A near-miss landed at 11:47 PM. The Plant 2 third-shift supervisor used SE's mobile voice-capture flow on his phone: he spoke into the recorder, the system transcribed the audio and extracted structured fields (title, category, severity, location, people involved) using Azure OpenAI. Maria reviews the extracted record alongside the original audio transcript — they match.
She approves the extraction with one click. The system creates a corrective action ("inspect aisle B-4 racking before next shift uses the lane") and assigns it to the maintenance lead. Maria didn't have to chase this overnight — the supervisor reported it in 90 seconds from the floor while the memory was fresh, and the AI pre-filled the fields he would otherwise have skipped.
8:15 AM
Recordability decision — guided by 1904.7.
OSHA Recordability Wizard — 1904.7
✓Step 1. Was the injury work-related? Yes (machining cell, regular task)
✓Step 2. Did it result in death, days away, restricted duty, or transfer? No (employee returned to work)
✓Step 3. Did it require medical treatment beyond first aid? No (cleaned, bandaged at on-site clinic — first aid per 1904.7(b)(5)(ii))
29 CFR 1904.7(b)(5)(ii) — first-aid treatment of a minor laceration does not trigger recordability. Audit-trailed; an override here would require a written justification.
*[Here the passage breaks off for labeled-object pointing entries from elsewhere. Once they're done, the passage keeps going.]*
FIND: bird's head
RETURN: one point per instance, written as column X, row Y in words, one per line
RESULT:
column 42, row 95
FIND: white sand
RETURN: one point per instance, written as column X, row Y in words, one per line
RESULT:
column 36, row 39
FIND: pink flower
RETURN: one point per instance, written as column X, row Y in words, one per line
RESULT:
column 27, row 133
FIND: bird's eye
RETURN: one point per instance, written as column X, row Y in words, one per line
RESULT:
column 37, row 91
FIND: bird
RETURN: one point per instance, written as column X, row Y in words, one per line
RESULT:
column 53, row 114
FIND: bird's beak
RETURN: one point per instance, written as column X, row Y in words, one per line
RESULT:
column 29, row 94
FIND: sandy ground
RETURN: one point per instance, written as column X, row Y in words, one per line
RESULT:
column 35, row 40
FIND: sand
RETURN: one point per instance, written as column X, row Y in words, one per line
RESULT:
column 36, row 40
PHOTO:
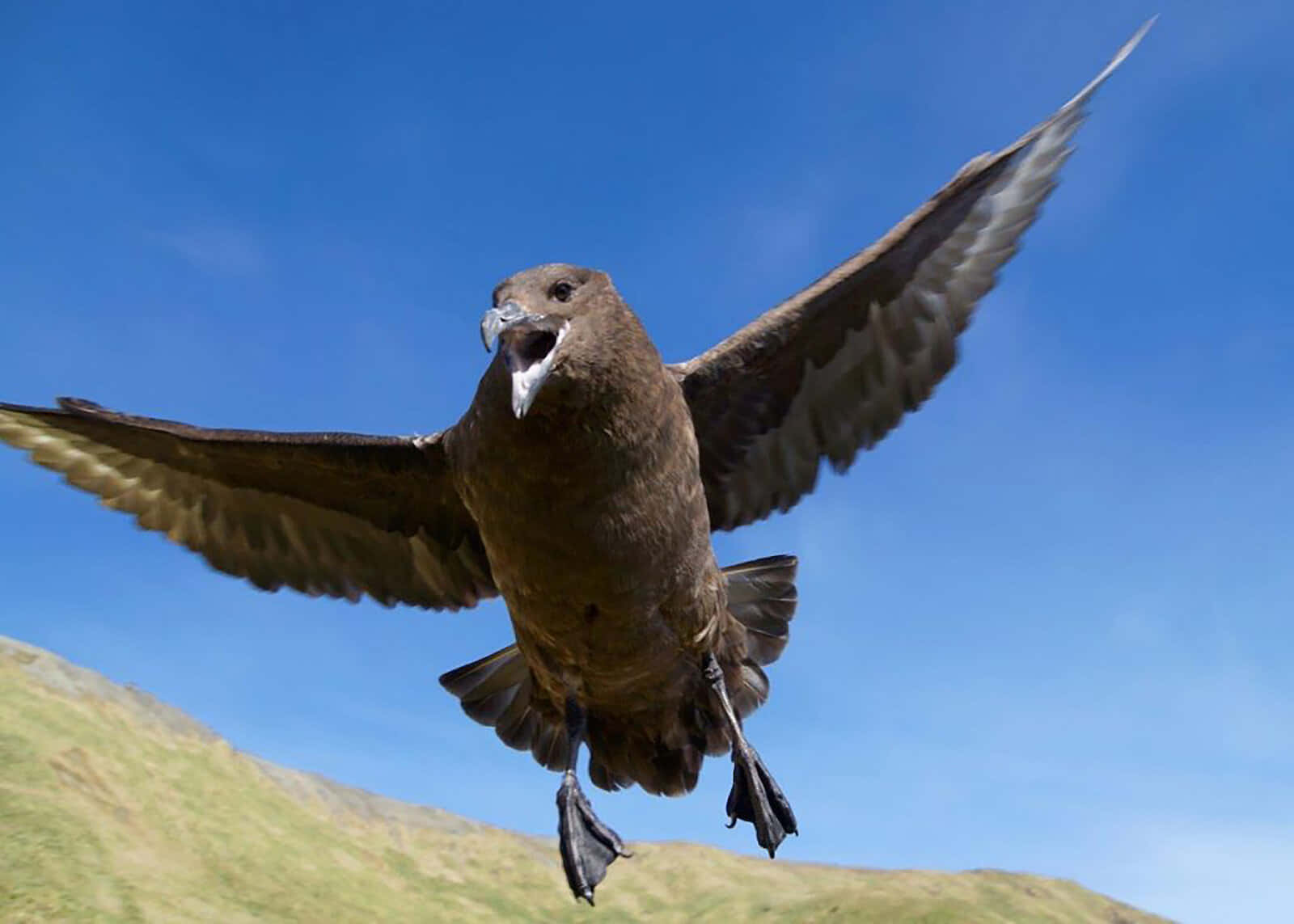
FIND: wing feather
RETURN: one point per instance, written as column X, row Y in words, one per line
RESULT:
column 336, row 514
column 835, row 368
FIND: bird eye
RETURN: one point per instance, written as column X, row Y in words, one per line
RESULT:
column 562, row 290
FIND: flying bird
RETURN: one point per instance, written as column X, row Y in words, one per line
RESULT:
column 582, row 484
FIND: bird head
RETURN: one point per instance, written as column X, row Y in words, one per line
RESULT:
column 537, row 318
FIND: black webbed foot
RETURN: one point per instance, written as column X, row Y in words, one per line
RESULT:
column 756, row 797
column 588, row 846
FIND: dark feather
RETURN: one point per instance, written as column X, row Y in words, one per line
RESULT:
column 835, row 368
column 336, row 514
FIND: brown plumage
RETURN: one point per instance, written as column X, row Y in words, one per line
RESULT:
column 582, row 484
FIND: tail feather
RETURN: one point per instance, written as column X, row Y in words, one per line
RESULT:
column 497, row 690
column 763, row 598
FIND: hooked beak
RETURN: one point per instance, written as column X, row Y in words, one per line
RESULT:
column 528, row 344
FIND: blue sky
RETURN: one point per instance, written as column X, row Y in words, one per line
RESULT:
column 1047, row 626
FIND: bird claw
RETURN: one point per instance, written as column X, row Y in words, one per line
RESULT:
column 588, row 846
column 756, row 797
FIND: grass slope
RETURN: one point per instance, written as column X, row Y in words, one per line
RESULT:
column 118, row 808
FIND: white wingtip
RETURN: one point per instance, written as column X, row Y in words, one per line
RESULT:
column 1119, row 57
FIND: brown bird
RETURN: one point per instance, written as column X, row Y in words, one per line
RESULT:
column 582, row 486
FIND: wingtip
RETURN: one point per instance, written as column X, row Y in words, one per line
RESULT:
column 1119, row 57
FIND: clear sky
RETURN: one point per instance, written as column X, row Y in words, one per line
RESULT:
column 1046, row 626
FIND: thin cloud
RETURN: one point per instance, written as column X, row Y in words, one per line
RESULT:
column 219, row 251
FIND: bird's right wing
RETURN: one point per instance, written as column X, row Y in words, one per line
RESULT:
column 832, row 369
column 336, row 514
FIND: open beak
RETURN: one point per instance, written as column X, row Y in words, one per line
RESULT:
column 528, row 344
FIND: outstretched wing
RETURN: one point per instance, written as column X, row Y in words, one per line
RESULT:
column 336, row 514
column 836, row 366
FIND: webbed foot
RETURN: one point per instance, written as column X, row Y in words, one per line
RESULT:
column 588, row 846
column 756, row 797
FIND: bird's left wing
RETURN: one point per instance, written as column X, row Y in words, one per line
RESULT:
column 832, row 369
column 336, row 514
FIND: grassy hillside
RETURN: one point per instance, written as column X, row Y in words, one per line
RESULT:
column 118, row 808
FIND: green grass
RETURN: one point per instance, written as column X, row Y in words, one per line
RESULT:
column 116, row 809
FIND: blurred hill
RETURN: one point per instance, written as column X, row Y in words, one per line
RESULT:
column 116, row 807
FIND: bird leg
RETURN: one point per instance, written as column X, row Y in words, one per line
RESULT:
column 588, row 846
column 755, row 797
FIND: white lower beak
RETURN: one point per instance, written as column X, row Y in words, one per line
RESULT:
column 528, row 381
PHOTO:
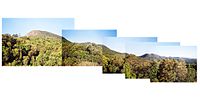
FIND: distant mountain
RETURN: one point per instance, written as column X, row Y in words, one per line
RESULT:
column 152, row 56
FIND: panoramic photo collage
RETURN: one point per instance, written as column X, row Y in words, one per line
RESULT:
column 56, row 42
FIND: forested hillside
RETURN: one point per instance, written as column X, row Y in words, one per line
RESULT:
column 41, row 48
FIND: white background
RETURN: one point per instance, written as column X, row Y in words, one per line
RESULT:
column 170, row 20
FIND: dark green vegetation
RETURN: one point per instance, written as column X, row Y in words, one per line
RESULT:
column 38, row 48
column 157, row 70
column 81, row 54
column 41, row 48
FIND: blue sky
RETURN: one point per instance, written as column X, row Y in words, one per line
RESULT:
column 94, row 36
column 168, row 51
column 24, row 25
column 118, row 43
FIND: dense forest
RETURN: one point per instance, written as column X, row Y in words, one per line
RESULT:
column 38, row 48
column 41, row 48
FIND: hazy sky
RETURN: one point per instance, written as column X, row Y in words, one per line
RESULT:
column 173, row 51
column 94, row 36
column 24, row 25
column 118, row 43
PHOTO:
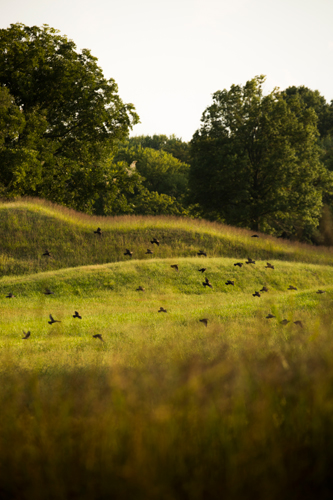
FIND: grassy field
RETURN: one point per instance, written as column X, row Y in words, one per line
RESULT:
column 164, row 407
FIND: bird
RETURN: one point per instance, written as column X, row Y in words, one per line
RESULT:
column 207, row 283
column 98, row 336
column 53, row 320
column 284, row 322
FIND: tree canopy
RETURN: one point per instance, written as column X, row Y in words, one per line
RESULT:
column 256, row 160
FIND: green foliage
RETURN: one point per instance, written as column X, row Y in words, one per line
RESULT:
column 70, row 116
column 256, row 161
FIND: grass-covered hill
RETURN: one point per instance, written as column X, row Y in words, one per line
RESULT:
column 29, row 227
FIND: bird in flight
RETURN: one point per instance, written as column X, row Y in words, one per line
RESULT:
column 53, row 320
column 98, row 336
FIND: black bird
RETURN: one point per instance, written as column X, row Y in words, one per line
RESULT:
column 207, row 283
column 53, row 320
column 284, row 322
column 98, row 336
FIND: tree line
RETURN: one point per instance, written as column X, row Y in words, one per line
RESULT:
column 259, row 161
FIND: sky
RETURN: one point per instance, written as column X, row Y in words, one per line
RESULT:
column 169, row 56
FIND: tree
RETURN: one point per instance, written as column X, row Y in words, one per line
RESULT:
column 256, row 160
column 72, row 115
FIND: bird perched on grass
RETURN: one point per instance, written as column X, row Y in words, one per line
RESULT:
column 53, row 320
column 98, row 336
column 207, row 283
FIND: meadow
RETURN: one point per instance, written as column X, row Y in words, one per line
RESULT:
column 163, row 407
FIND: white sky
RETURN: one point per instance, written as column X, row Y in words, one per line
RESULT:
column 169, row 56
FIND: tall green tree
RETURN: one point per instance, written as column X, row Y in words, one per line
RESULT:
column 72, row 115
column 256, row 160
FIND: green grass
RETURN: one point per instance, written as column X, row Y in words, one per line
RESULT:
column 165, row 408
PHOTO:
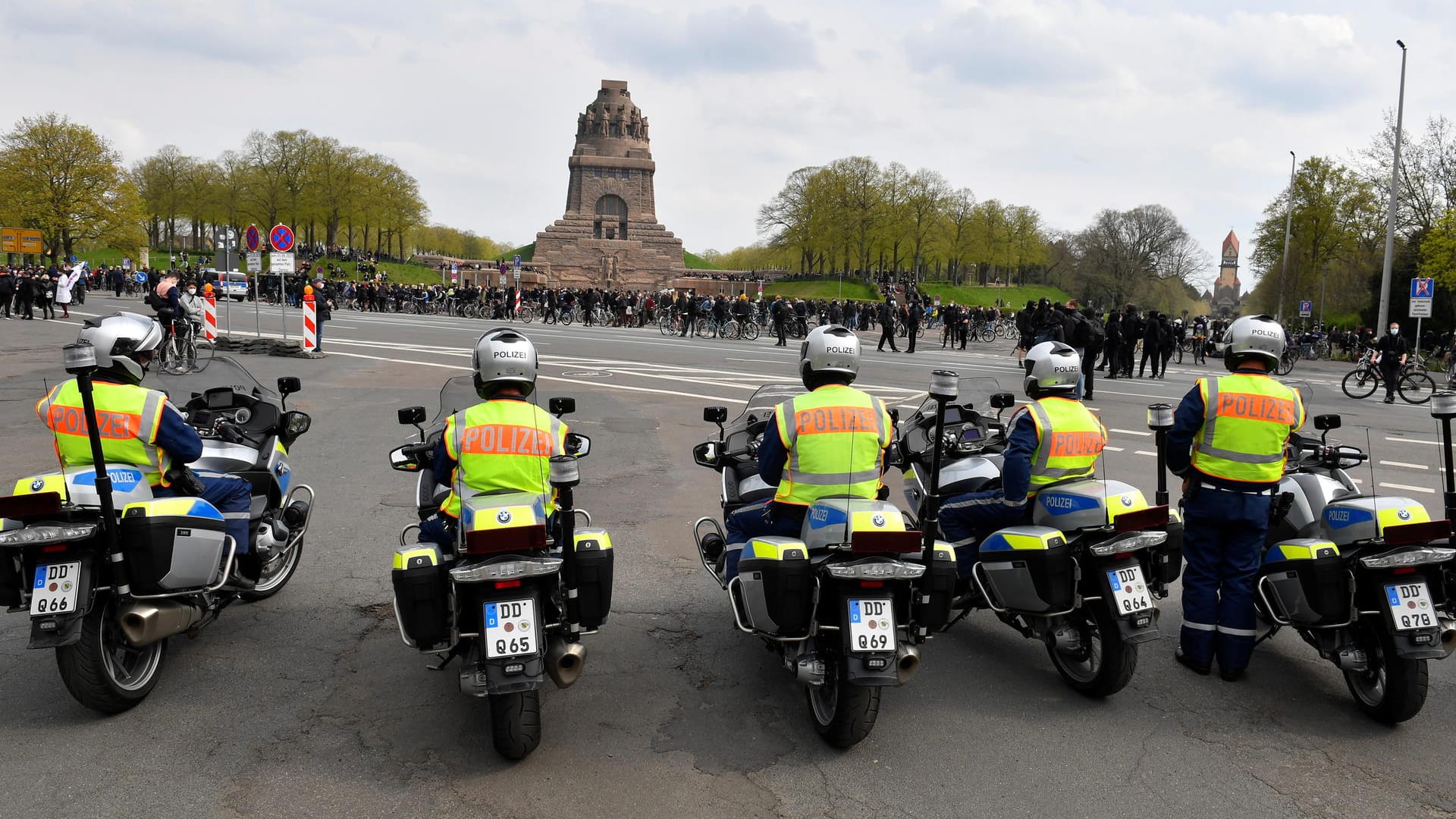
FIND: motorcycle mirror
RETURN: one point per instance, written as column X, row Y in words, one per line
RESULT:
column 707, row 455
column 579, row 445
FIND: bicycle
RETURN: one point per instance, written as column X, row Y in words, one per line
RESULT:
column 1362, row 382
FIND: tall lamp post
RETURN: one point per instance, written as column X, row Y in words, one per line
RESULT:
column 1289, row 221
column 1389, row 218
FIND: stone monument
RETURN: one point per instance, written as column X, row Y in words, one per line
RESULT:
column 1225, row 300
column 609, row 235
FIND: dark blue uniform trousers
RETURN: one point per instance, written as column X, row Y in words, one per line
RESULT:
column 1223, row 542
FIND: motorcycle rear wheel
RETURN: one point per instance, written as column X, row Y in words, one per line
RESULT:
column 1104, row 664
column 1394, row 689
column 516, row 723
column 843, row 713
column 102, row 670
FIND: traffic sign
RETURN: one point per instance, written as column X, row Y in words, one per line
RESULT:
column 281, row 238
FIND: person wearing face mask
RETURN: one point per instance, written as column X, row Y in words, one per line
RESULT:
column 1389, row 353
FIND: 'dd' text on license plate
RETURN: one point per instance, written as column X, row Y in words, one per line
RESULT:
column 55, row 589
column 510, row 629
column 873, row 626
column 1410, row 605
column 1128, row 589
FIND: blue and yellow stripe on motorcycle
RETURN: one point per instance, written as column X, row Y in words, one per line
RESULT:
column 1022, row 538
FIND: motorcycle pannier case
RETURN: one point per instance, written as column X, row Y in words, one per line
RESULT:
column 1028, row 569
column 593, row 576
column 421, row 601
column 1307, row 582
column 172, row 544
column 777, row 586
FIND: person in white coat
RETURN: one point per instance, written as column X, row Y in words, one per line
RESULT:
column 64, row 281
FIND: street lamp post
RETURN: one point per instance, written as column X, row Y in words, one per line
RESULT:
column 1389, row 218
column 1289, row 221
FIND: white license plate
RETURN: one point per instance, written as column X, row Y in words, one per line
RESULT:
column 873, row 626
column 1128, row 589
column 55, row 589
column 1410, row 605
column 510, row 629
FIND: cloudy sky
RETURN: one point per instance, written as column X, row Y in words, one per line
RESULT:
column 1065, row 105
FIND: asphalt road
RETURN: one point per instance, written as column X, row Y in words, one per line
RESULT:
column 309, row 704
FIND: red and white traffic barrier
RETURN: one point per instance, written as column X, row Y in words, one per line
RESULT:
column 210, row 314
column 310, row 321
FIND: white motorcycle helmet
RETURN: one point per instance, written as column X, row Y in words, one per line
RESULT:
column 504, row 357
column 124, row 344
column 829, row 354
column 1052, row 369
column 1253, row 337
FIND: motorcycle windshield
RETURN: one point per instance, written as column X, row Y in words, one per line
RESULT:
column 221, row 371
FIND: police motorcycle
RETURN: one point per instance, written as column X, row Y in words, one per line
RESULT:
column 1087, row 570
column 509, row 601
column 848, row 602
column 1365, row 579
column 108, row 573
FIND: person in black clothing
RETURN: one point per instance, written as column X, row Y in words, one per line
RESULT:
column 887, row 325
column 1389, row 353
column 1152, row 334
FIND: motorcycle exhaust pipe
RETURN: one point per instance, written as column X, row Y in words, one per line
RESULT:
column 908, row 662
column 143, row 623
column 564, row 662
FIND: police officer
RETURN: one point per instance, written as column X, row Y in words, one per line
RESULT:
column 1052, row 439
column 482, row 447
column 1228, row 445
column 158, row 439
column 826, row 442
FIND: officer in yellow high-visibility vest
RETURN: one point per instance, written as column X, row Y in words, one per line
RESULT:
column 1228, row 445
column 826, row 442
column 501, row 444
column 1052, row 439
column 142, row 428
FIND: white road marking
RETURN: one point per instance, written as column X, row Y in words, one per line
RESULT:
column 1407, row 488
column 1404, row 464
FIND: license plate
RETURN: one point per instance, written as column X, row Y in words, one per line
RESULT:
column 1410, row 605
column 55, row 589
column 1128, row 589
column 873, row 626
column 510, row 629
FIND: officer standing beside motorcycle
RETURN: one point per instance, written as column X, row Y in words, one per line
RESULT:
column 830, row 441
column 143, row 428
column 1228, row 445
column 484, row 447
column 1052, row 439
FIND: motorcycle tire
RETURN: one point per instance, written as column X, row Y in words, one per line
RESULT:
column 516, row 723
column 1359, row 384
column 102, row 670
column 1106, row 662
column 275, row 577
column 843, row 713
column 1394, row 689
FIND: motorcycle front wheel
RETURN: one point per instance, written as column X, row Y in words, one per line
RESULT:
column 516, row 723
column 1391, row 689
column 101, row 670
column 1104, row 662
column 843, row 713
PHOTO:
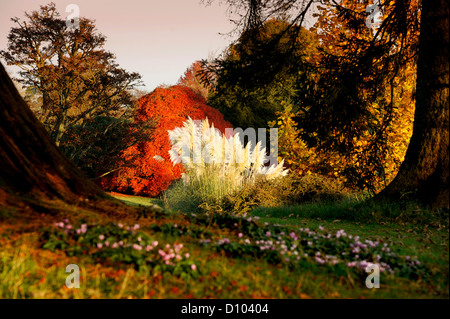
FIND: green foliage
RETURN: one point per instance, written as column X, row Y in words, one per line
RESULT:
column 96, row 146
column 250, row 101
column 68, row 73
column 117, row 243
column 215, row 165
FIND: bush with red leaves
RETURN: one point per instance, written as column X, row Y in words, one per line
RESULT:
column 169, row 107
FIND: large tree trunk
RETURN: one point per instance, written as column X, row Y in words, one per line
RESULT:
column 424, row 173
column 33, row 171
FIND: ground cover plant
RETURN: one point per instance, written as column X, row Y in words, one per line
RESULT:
column 270, row 253
column 357, row 206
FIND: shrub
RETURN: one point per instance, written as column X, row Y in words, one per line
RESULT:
column 152, row 171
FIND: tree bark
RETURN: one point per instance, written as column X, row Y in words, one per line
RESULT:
column 424, row 173
column 33, row 171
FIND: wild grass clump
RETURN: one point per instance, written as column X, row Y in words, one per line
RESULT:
column 215, row 165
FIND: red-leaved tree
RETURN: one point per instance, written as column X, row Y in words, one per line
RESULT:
column 152, row 171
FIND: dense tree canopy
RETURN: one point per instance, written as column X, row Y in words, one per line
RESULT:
column 246, row 99
column 151, row 171
column 69, row 73
column 364, row 68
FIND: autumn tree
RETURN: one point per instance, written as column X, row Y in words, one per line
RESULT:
column 247, row 100
column 151, row 170
column 192, row 78
column 35, row 176
column 361, row 76
column 73, row 76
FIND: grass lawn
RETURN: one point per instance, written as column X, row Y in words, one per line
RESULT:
column 220, row 255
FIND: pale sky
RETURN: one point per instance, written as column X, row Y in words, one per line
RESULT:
column 159, row 39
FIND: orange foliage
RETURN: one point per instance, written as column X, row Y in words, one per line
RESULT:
column 170, row 107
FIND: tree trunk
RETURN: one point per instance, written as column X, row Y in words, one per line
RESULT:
column 424, row 173
column 33, row 171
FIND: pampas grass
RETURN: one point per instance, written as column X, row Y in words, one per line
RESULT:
column 215, row 165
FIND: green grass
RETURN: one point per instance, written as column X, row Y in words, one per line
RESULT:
column 137, row 201
column 29, row 271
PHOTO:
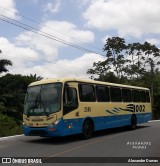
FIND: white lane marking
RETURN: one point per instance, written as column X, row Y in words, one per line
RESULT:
column 10, row 137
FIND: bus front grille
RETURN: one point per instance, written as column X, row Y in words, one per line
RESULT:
column 37, row 132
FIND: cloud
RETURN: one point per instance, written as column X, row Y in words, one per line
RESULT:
column 105, row 38
column 153, row 41
column 8, row 8
column 128, row 17
column 50, row 47
column 31, row 53
column 26, row 61
column 53, row 7
column 66, row 68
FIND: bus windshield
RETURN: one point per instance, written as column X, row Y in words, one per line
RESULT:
column 43, row 99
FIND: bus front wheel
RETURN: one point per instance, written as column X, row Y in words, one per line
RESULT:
column 87, row 129
column 133, row 122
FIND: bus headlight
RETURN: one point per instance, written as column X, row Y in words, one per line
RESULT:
column 56, row 122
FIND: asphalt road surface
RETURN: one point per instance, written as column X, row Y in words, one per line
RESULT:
column 111, row 145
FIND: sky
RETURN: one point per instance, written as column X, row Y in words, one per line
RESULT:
column 61, row 25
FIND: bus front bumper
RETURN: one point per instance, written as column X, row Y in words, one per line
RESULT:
column 49, row 131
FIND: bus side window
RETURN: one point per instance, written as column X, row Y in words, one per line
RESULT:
column 87, row 93
column 147, row 97
column 136, row 95
column 115, row 94
column 143, row 96
column 72, row 104
column 126, row 95
column 102, row 93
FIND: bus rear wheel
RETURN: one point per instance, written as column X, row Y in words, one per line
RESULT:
column 133, row 122
column 87, row 129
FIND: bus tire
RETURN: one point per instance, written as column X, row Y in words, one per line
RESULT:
column 133, row 122
column 87, row 129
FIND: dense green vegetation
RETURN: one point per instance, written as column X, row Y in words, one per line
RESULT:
column 133, row 64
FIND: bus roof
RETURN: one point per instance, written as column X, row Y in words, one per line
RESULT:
column 47, row 81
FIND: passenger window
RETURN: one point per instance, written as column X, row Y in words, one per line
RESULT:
column 72, row 103
column 147, row 97
column 143, row 96
column 135, row 95
column 102, row 93
column 126, row 95
column 115, row 94
column 87, row 93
The Recordability Wizard codifies 29 CFR 1904.7 as a 6-step decision tree with cited reasoning. Override paths require a written justification captured against the case for audit defence.
Yesterday afternoon a Plant 1 maintenance tech caught his thumb on a sharp edge while clearing a chip jam. On-site clinic cleaned and bandaged it; he returned to work. Today Maria walks the case through SE's Recordability Wizard. The Wizard asks the standard 1904.7 questions in sequence and cites the regulation behind each branch.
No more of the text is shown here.